Your business plan will help clarify your project idea and define your long-term objectives. It provides a blueprint for running your organisation and a series of benchmarks to check your progress against. It is also vital for convincing your bank, your community and any potential investors to support you.

One of the key questions to answer is how you expect to generate an income, will it be from donations, grants, selling products and services? This is what we call the business model.

Choosing a business model

As a community organisation or charity, you may not even think of yourself as a business, but every community business has the same elements as a normal business - customers, products and services, finance, marketing and profit. The key difference is that any profit generated is for social and community benefit, not individual gain. However, you still need to generate profit (or 'surpluses') to return to the business or to spend for community benefit.

In order to write a convincing business plan, you need to understand and articulate your business model and make sure it is reflected throughout your plan.

What should be in a business plan?

We would expect to see the following in a business plan:

  • About the organisation and/or people behind the business
  • Mission / purpose of business and how you intend to achieve it
  • Product / service, pricing and projected sales/outputs
  • The market, the competition, the operating environment
  • Risk analysis
  • Resource needs and business operations
  • Income and costs projections
  • Funding and finance needs
  • Cashflow forecast.

Tools to help create your business plan

A good way to start your business planning is by using Locality’s Balanced Scorecard to create an overview of your business plan on one page.
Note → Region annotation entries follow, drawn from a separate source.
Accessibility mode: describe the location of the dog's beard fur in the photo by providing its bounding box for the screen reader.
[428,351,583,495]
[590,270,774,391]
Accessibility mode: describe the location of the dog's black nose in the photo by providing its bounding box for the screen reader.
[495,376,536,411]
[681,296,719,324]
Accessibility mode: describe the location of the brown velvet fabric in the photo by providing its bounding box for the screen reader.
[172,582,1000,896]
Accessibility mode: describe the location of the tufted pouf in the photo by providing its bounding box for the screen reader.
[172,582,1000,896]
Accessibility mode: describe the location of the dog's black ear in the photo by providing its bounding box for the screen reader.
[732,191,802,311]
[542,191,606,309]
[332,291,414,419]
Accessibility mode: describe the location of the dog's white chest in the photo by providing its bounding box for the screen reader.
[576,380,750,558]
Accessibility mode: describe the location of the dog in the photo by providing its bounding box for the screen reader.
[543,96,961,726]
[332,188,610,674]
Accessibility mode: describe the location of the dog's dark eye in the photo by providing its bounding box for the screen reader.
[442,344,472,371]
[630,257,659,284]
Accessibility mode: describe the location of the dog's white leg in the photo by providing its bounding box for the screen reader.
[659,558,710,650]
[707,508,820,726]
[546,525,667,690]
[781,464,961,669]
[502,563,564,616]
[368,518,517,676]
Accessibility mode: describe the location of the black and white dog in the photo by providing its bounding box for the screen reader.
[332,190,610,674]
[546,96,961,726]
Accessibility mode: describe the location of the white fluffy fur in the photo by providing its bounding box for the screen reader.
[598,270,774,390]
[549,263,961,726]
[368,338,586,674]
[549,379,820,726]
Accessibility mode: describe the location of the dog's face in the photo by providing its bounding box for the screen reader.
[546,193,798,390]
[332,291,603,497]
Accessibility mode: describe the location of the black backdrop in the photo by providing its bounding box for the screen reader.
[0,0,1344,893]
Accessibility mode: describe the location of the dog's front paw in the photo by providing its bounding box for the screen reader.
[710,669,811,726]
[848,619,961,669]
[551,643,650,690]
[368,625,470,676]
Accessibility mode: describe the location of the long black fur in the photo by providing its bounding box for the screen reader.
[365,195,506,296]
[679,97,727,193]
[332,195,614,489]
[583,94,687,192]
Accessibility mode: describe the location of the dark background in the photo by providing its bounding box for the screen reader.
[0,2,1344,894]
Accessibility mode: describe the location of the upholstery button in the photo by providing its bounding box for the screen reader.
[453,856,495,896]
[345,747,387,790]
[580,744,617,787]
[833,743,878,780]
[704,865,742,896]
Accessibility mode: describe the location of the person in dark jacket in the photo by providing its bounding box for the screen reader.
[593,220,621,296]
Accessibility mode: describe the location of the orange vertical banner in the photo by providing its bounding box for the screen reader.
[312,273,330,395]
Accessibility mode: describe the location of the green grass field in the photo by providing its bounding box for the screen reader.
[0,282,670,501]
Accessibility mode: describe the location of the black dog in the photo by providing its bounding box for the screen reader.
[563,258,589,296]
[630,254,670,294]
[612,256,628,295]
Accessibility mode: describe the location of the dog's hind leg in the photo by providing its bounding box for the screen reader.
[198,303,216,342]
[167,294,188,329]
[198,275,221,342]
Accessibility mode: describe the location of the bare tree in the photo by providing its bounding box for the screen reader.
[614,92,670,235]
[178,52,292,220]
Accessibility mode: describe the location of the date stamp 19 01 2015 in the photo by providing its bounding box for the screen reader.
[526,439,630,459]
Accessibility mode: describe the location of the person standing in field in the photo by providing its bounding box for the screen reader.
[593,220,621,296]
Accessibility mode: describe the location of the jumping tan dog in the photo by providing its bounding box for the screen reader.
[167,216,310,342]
The Balanced Scorecard is a simple business tool, designed to capture on one page various aspects of the organisation, setting out where the organisation is now and where it wants to be soon (e.g. two years time) and later (e.g. five years time).

There are many other types of planning tools you could use such as SWOT which looks at your strengths, weaknesses, opportunities and threats and PESTEL (political, economic, social, technological, environmental and legal).